Phish.ly is in your corner, scanning suspicious emails with Tines and urlscan.io

Written by Conor O'Neill

Published on February 20, 2022

This article was posted more than 18 months ago.

Phishing remains a problem for everyone and any tool that helps is valuable. This post was prompted by the ongoing usage of our free Phish.ly service that we see every day, as people discover the tool and derive enormous benefit from it.

If you want to evaluate a suspicious email right now, you need read no further. Just forward that email immediately to scan@phish.ly to get a response quickly from the service.

When we launched it in July 2020, in conjunction with urlscan, we simply wanted to provide a useful tool to everyone, whilst showing off the capabilities of both Tines and urlscan.

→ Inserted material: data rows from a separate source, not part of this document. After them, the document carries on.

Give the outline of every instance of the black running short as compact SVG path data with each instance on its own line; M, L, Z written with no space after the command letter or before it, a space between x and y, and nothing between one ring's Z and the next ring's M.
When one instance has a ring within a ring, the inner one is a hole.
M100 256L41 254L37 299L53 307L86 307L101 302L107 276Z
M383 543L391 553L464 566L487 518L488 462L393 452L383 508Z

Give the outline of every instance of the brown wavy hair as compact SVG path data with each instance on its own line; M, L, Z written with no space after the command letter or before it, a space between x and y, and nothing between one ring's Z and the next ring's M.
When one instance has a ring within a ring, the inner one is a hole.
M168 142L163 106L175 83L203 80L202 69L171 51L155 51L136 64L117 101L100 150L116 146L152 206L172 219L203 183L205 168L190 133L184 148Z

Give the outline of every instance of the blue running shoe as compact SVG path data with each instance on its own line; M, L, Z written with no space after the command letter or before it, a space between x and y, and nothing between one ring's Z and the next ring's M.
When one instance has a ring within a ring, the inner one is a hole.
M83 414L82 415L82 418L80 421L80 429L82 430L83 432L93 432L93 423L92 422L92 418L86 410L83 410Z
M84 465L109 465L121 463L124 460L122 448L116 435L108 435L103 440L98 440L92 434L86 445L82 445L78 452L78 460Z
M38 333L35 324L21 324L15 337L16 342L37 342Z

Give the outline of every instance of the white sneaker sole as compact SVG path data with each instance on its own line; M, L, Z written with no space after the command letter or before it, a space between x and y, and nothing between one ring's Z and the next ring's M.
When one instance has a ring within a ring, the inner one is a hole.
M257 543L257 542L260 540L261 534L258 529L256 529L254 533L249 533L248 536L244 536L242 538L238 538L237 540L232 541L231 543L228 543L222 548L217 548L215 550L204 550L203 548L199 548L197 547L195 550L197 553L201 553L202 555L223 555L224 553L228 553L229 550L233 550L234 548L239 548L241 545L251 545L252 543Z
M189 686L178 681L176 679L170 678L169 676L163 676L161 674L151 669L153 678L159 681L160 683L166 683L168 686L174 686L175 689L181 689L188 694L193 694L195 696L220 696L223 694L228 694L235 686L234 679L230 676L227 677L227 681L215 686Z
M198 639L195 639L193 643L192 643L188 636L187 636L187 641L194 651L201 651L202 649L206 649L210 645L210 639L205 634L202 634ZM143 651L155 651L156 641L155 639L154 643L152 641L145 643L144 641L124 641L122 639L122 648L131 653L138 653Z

The Tines automation itself is beautifully straightforward, as you'd expect, and the integration with urlscan was incredibly easy. The two tools just keep working together, helping the community.

One other aspect of Phish.ly which might not be obvious is how it proves, once again, that no-code is absolutely viable in production on the web. Think about how much work would have been involved in developing, deploying and maintaining a traditional webapp to deliver the same benefits. Instead we have a single static info page, a Tines Story and the urlscan API tied together with a small amount of work, and still running completely reliably 18 months later.

Services like Phish.ly or our low-key TinesBot, which shares community threat intelligence, are part of a broader ecosystem of tools in the infosec community that we encourage you to explore, discuss, share and use.